On June 23, 2015, Eric van Boekel, from whose farm the pigs were brought, filed a case against Krajnc. On September 9, 2015, Krajnc was charged with criminal mischief, the penalty for which ranges from a fine to 10 years in prison. In response, the group arranged a vigil on September 24. On October 14, 2015, Krajnc appeared in court for an arraignment, to have charges read to her. In the context of the case The Daily Telegraph reports that under Canadian law pigs are considered property and can be transported without food and water for 36 hours. Krajnc has said that she would refuse to pay any fine and that she was willing to suffer imprisonment.

The driver of the truck stated that though the activists were entitled to protest, his objection was to them interfering with his delivery and touching his truck (which may jeopardise the protester's own safety). He considers the charges justifiable. He said that the pigs were loaded an hour before the incident and argued that it was unlikely they were dehydrated. Metro printed a rebuttal from Bob Comis, a former breeder who stated that the pigs as seen in a video of the incident showed symptoms of "severe heat stress". Eric van Boekel, in support of his complaint, said, "They don't have the right to involve other people's property and they don't have the right to protest illegally". He stated that rules set by pig breeders regarding food and water were followed by his operations.

Krajnc has stated that treating living animals such as pigs as property – "no different than a toaster" – is the focal issue of the matter and that being compassionate to them should not be considered criminal.

== Trial ==
The case was heard in the Ontario Superior Court of Justice and presided over by Justice David Harris. Closing arguments in the trial were made on March 9, 2017.

Justice David Harris found Krajnc not guilty of criminal mischief on May 4, 2017, judging that a crime had not occurred because simply giving water to the pigs did not constitute interference "with the operation, enjoyment or use of" the pigs by their owners as argued by the Crown. Harris also dismissed the argument that Krajnc's actions created a safety risk via possible contamination, finding that the driver had delivered the pigs immediately afterwards with no mention of the incident because he did not think there was a real risk and that in the past, despite knowing that the pigs had been given water, abattoirs had never refused them.

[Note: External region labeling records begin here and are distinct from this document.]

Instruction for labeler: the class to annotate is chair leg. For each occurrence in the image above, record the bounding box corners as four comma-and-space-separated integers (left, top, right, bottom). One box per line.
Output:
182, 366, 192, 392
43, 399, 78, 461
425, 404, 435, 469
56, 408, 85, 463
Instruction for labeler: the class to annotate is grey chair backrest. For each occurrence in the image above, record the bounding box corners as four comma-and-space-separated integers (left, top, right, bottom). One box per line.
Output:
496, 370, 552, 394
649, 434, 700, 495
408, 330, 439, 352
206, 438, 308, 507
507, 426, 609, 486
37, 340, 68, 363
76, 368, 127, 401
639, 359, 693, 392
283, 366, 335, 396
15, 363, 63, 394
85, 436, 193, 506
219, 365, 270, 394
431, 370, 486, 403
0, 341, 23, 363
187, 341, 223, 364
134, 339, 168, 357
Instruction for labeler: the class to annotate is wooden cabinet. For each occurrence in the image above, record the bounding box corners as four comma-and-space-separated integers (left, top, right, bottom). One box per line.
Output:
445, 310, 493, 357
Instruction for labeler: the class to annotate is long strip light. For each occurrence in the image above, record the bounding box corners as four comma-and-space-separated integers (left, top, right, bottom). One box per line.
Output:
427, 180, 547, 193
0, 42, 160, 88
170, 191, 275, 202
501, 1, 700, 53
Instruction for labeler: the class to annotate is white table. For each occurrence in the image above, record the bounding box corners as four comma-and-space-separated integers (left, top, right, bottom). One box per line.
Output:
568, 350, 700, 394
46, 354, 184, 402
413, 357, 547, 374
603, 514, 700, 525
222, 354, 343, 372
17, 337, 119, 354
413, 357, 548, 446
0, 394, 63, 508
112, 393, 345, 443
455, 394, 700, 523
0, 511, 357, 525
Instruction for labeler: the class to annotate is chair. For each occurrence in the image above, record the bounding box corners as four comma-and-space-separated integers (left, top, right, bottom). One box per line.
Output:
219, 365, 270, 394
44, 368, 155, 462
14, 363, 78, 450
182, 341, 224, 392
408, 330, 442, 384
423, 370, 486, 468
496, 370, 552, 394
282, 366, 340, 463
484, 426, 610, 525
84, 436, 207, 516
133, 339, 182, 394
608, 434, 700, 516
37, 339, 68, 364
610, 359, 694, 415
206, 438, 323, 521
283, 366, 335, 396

Harris dismissed the testimony of two defendant's expert witnesses as unobjective and also found that one of them had been "less than scientific". He chastised the defence team for making attention-grabbing statements comparing Krajnc to Mandela, Gandhi, Susan B. Anthony, and those who had helped Jews during the Holocaust.

==Reactions==
Several online petitions sprung up including one called Compassion Isn't a Crime that had 125,500 signatures, and another asking the Ontario Court of Justice to drop charges against Krajnc had over 24,000. The Daily Telegraph called Krajnc's case "a cause célèbre for animal welfare activists".

==Other incidents==
On October 4, 2016, Krajnc was arrested on charges of obstructing police and breaching her bail conditions for the 2015 incident, after a truck heading to the slaughterhouse overturned. Police had taped off part of the street and Krajnc was arrested after she "walked past the police tape more than once, and did not follow police directions to stop what she was doing".

In June 2020, Regan Russell was killed by an animal transport truck while attending one of Krajnc's Toronto Pig Save protests at the same slaughterhouse.